Now, this doesn't mean that you must redefine the potential love that you can experience with another human being; or that you must sacrifice the depth of intimacy and/or commitment. Quite the opposite. It is often only after you have clearly defined your individuality within a relationship that you are free to explore the true potential that relationship holds. Much too often, 'unconditional love' is the term given to what is actually 'love blindness' — one's willingness to make themselves vulnerable to someone without having a clear vision of either themselves, their partner or the partnership. This typically isn't a problem, as most long-term relationships grow into this awareness. But in a relationship marred by addiction, it is critical that you re-establish your own identity. As well, you will be redefining your partner (several times, likely) and your partnership.
Protecting Your Values
Ignorance and naivete are the biggest threats to your values. You are no longer either. You have already learned that your boundaries are the protectors of your value system. Hopefully, you now think of them as your personal shield in protecting your healthy identity. With this shield in place, you should come to easily recognize any ongoing threats to your value system. Note that every such threat must be managed. You cannot allow any threat to your value system — and boundary violation — to go unaddressed. You must protect your individual health — especially the year following any personally traumatic event — at which time you will be more vulnerable to such violation.
This doesn't mean that every boundary violation is intentional or potentially catastrophic. Or that every violation must be met with equivalent of an atomic bomb being dropped on a pedestrian who jaywalks. It will be a part of your responsibility in managing your life to determine which threats are major, which are moderate and which are minor. Again reminding yourself, NO BOUNDARY VIOLATIONS should go unaddressed. But at times, that may mean that you address those violations simply by recognizing that they occurred and making the decision to take no further action. At other times, a violation may be so severe and/or likely that you recognize it as a genuinely catastrophic threat that is too potentially damaging to take any further risk. And so you immediately end the relationship with the violator.

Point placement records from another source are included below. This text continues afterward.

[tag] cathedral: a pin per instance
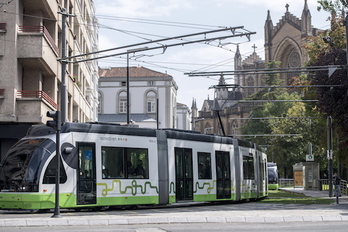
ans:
(224, 115)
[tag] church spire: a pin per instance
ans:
(306, 21)
(268, 36)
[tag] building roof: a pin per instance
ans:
(123, 118)
(113, 72)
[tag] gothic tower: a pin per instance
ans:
(284, 41)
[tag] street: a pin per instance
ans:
(196, 227)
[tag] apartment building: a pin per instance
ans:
(30, 70)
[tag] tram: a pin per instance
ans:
(108, 165)
(272, 176)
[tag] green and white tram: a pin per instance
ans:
(106, 165)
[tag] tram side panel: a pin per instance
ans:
(128, 170)
(201, 171)
(248, 174)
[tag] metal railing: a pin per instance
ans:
(37, 94)
(40, 29)
(286, 183)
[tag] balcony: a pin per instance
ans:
(40, 95)
(31, 106)
(42, 30)
(36, 45)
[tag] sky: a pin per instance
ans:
(128, 22)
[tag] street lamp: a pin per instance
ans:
(127, 83)
(194, 120)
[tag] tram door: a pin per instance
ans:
(86, 179)
(183, 174)
(223, 175)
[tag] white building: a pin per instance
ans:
(30, 73)
(152, 100)
(183, 117)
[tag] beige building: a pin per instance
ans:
(30, 75)
(152, 97)
(283, 42)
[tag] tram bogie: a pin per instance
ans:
(115, 166)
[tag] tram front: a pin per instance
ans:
(20, 172)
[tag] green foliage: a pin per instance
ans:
(331, 101)
(332, 6)
(285, 197)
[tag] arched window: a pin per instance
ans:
(151, 102)
(250, 83)
(122, 102)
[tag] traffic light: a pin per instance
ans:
(57, 121)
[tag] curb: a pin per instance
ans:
(161, 220)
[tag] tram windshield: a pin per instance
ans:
(22, 166)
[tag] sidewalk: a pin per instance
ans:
(318, 194)
(203, 213)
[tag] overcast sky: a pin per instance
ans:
(126, 22)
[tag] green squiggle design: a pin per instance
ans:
(172, 188)
(133, 188)
(209, 189)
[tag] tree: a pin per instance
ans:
(332, 6)
(328, 48)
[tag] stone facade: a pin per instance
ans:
(283, 42)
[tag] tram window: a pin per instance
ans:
(50, 173)
(124, 163)
(248, 168)
(204, 165)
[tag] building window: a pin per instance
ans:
(122, 102)
(151, 102)
(100, 99)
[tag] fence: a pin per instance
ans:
(323, 185)
(286, 183)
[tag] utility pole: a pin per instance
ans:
(329, 152)
(62, 114)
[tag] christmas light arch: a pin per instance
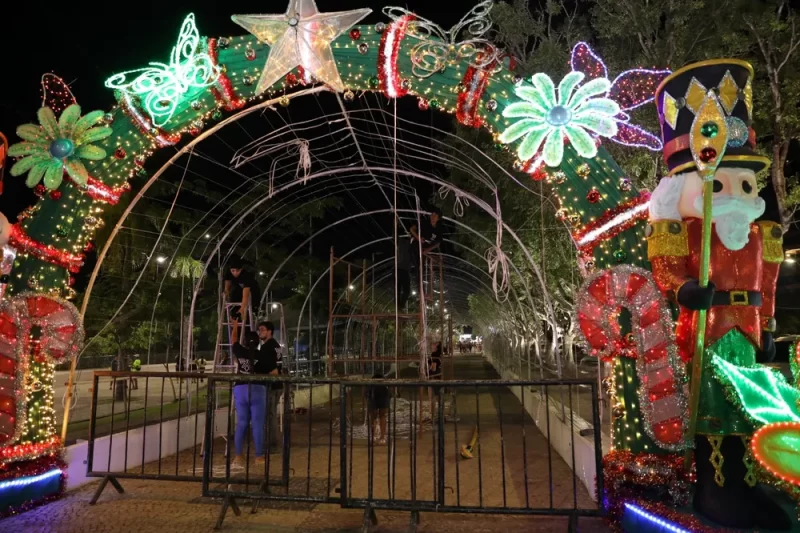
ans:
(82, 163)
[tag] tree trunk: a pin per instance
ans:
(780, 149)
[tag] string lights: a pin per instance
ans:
(382, 52)
(56, 94)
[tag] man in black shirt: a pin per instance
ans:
(241, 288)
(270, 350)
(250, 398)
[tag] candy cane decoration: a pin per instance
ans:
(60, 336)
(662, 392)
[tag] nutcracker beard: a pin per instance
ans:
(732, 216)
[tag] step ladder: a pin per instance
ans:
(223, 355)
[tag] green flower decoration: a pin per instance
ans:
(55, 146)
(548, 115)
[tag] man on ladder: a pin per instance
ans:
(241, 291)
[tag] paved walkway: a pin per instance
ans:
(511, 473)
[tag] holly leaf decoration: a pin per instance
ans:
(762, 393)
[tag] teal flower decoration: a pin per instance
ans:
(57, 146)
(547, 116)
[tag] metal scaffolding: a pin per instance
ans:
(372, 326)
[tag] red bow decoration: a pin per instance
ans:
(58, 332)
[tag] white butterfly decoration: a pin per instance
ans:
(162, 87)
(439, 47)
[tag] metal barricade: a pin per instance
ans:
(419, 446)
(148, 415)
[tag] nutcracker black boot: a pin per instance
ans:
(721, 493)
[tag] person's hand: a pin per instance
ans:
(692, 296)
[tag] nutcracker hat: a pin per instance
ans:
(679, 98)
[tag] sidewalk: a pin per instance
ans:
(169, 507)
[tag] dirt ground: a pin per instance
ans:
(513, 467)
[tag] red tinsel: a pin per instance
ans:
(56, 93)
(607, 217)
(34, 468)
(389, 78)
(99, 191)
(535, 168)
(223, 89)
(475, 81)
(24, 244)
(20, 452)
(628, 476)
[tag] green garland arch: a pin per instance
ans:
(53, 235)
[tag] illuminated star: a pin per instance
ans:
(300, 37)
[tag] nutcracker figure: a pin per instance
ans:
(739, 300)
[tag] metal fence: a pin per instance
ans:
(157, 428)
(416, 446)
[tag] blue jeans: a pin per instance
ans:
(251, 409)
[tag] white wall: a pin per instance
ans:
(148, 436)
(76, 455)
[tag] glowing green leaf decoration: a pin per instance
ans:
(764, 394)
(548, 115)
(162, 86)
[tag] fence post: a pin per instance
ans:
(209, 434)
(440, 460)
(343, 442)
(92, 425)
(598, 447)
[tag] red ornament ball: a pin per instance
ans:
(708, 154)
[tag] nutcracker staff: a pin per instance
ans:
(710, 102)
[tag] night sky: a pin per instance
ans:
(85, 45)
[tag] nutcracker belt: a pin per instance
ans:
(737, 298)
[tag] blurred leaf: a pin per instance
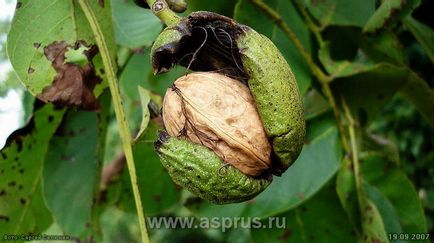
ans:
(314, 104)
(385, 208)
(72, 154)
(157, 190)
(341, 12)
(345, 188)
(383, 47)
(381, 146)
(138, 72)
(119, 226)
(38, 24)
(145, 98)
(404, 198)
(423, 34)
(244, 11)
(320, 219)
(22, 207)
(372, 222)
(389, 12)
(340, 68)
(134, 26)
(368, 91)
(421, 95)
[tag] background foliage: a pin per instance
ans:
(366, 169)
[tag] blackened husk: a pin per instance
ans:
(208, 43)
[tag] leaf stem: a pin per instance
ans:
(120, 114)
(161, 9)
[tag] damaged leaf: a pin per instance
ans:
(42, 34)
(22, 207)
(389, 12)
(73, 83)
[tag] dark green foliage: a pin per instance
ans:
(366, 168)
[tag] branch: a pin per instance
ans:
(316, 71)
(120, 114)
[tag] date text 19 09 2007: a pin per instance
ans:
(408, 236)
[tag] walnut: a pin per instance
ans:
(220, 113)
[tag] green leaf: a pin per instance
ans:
(314, 104)
(420, 94)
(345, 188)
(423, 34)
(300, 182)
(157, 190)
(295, 186)
(22, 207)
(320, 219)
(386, 177)
(134, 26)
(72, 154)
(389, 12)
(119, 226)
(262, 24)
(341, 12)
(368, 91)
(340, 68)
(385, 208)
(41, 31)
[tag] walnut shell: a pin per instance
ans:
(220, 113)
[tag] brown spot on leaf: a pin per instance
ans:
(73, 83)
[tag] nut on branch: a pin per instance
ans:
(218, 112)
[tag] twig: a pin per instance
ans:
(316, 71)
(120, 114)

No one can tell you exactly what the right actions to take in response to a boundary violation are. What is right for one person may be completely wrong for you. What may be right for you today is completely wrong for you next month. This is where the clarity in your own individuality must come in. This is where your connection to your personal vision comes in. Having the ability to use that vision as a means of predicting potential damage and/or threat. And, this is why you must continually stay connected to both your values and boundaries — evolving them as you evolve.
1. List five of the most likely major boundary violations that you will face over the next year. How will you recognize them as they are occurring? How will you respond to them if they happened tomorrow?
2. List five minor boundary violations that you will likely face over the next month. Write out how you will likely respond to each.
3. Over the past six months, you have no doubt violated the boundaries of others (innocently or otherwise). List a few of these and share whether or not you were aware that you were violating their boundaries at the time.